Si perdonamos estas torpezas tras la que se sugiere un presupuesto paupérrimo, veremos que el músculo de la película se encuentra más bien en las conversaciones, en las sugerencias atmosféricas, en los pequeños detalles de la dirección de arte. No es gran cosa pero es suficiente para constituir un metraje liviano y agradecido. La cámara está manejada con un gesto convencional pero seguro, que abandona en contados momentos pero con efectos bien interesantes: el travelling demoníaco subjetivo que abre la película y que remite directamente al opening de Historias de la cripta (Tales From the Crypt, HBO, 1989-1996), o el montaje que superpone dos tiempos en el recuerdo de los familiares de la difunta a partir de una ventana. Gens parece más interesado en transitar el texto con tranquilidad, sin forzar las huellas de su escritura.

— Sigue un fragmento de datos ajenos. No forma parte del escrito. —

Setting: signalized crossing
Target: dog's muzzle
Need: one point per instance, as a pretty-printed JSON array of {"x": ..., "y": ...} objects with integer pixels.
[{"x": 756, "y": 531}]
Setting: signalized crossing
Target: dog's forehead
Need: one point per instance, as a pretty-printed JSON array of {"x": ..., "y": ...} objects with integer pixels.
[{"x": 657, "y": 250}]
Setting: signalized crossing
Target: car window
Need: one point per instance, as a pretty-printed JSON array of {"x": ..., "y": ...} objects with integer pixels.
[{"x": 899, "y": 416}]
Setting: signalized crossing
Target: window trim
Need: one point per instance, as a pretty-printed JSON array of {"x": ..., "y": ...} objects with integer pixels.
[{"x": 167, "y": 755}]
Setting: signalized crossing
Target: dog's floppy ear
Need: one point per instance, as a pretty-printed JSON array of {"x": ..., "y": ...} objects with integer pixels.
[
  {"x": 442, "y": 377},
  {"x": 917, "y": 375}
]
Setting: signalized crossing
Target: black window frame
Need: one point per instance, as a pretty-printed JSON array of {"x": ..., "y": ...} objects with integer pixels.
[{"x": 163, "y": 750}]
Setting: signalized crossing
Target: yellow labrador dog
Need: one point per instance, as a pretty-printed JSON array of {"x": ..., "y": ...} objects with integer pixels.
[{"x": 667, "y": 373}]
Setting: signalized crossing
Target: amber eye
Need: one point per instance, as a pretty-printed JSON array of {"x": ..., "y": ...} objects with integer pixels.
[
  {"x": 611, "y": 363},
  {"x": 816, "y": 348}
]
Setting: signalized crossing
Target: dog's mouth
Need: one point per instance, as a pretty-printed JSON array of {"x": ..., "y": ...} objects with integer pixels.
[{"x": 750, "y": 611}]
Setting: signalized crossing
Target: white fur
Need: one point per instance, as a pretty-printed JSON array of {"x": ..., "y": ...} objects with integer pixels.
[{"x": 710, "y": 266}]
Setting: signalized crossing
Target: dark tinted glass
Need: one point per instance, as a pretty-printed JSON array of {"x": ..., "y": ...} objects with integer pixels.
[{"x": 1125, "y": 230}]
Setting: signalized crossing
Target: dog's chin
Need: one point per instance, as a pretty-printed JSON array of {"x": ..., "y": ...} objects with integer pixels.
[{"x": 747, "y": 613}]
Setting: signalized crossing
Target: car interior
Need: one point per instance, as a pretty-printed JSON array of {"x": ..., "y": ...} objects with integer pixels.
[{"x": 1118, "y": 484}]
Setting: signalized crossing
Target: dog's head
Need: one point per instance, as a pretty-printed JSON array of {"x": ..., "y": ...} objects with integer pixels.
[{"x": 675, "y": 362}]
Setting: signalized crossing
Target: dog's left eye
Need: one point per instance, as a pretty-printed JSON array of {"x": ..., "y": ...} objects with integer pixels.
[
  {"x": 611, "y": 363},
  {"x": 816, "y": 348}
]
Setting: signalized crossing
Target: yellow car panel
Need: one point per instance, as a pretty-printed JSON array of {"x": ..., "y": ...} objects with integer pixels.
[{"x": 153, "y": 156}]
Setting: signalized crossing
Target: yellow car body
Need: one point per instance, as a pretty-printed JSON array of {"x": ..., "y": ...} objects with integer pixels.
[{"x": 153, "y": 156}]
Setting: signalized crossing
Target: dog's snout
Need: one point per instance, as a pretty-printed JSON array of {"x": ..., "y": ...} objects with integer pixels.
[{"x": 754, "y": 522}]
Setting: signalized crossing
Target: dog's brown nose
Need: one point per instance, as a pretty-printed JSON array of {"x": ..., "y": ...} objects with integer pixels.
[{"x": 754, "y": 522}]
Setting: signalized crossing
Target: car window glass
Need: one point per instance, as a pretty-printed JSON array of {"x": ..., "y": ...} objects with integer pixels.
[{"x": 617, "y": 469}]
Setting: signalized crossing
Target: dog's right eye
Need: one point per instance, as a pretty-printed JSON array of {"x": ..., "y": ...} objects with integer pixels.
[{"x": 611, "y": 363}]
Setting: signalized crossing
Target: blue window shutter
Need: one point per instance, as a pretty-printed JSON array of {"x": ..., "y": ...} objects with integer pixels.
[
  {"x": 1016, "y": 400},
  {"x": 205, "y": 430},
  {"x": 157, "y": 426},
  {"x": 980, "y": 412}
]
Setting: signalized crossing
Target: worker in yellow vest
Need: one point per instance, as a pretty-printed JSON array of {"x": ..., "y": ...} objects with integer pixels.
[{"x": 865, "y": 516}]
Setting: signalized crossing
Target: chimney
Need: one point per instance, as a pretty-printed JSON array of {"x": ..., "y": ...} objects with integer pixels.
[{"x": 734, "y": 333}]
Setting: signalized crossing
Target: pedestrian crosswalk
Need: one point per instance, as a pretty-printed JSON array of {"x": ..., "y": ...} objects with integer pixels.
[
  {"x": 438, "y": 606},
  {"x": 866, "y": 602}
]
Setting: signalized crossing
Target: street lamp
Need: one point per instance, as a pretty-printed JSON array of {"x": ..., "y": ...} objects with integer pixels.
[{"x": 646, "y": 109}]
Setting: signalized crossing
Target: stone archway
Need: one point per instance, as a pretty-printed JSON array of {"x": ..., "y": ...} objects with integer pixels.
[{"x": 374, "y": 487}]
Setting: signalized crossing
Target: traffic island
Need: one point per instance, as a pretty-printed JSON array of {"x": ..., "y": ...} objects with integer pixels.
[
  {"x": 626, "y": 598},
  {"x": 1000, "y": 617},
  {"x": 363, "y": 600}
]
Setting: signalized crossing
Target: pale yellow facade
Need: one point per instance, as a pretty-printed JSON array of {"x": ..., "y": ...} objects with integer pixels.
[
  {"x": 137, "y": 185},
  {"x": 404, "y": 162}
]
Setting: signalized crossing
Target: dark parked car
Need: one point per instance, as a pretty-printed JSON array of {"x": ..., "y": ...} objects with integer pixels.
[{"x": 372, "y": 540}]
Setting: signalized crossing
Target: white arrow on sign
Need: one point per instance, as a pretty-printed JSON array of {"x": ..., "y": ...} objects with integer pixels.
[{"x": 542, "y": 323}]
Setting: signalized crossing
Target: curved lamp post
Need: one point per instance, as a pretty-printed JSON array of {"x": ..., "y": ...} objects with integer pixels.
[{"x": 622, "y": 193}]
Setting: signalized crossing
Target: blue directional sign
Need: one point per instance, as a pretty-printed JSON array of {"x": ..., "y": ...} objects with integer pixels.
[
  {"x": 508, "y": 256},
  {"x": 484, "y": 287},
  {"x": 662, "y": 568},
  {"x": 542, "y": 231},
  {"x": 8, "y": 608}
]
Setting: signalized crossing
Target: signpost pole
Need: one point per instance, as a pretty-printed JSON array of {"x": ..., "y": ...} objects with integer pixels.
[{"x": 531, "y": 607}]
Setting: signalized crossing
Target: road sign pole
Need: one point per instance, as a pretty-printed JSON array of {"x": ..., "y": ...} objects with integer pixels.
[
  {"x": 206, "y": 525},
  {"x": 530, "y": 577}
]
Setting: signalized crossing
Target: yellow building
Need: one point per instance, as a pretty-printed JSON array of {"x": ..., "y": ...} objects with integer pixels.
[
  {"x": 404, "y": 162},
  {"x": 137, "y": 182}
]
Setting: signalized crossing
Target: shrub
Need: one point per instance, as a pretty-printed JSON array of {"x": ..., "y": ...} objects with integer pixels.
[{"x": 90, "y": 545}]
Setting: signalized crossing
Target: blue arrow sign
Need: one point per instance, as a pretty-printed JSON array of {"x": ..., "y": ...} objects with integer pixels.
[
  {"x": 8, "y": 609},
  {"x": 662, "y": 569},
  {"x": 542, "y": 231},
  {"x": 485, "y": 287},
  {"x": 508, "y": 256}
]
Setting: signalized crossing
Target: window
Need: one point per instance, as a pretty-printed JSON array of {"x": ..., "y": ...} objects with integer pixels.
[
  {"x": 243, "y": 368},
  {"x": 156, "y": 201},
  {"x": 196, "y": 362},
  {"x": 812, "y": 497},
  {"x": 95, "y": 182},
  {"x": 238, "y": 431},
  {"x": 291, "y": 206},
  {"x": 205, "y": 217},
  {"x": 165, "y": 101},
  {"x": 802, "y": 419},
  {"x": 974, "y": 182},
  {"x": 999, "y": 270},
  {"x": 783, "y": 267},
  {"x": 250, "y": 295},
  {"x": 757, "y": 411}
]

La crucifixión tiene esa torpeza agradable de la Serie B y sirve más bien como un posible bosquejo de vías europeas para un posible terror futuro. Quizá por eso el metraje me recordó a aquella anciana polaca: su concepción de lo escatológico me era tan distante y solemne que, por un momento, me sentí empequeñecido ante el relato que se abría en su gesto. Era la posibilidad misma de recuperar esa cierta herencia –con su sentido, pero también con su oscuridad- la carta que Gens ha sabido jugar en los mejores momentos de su cinta.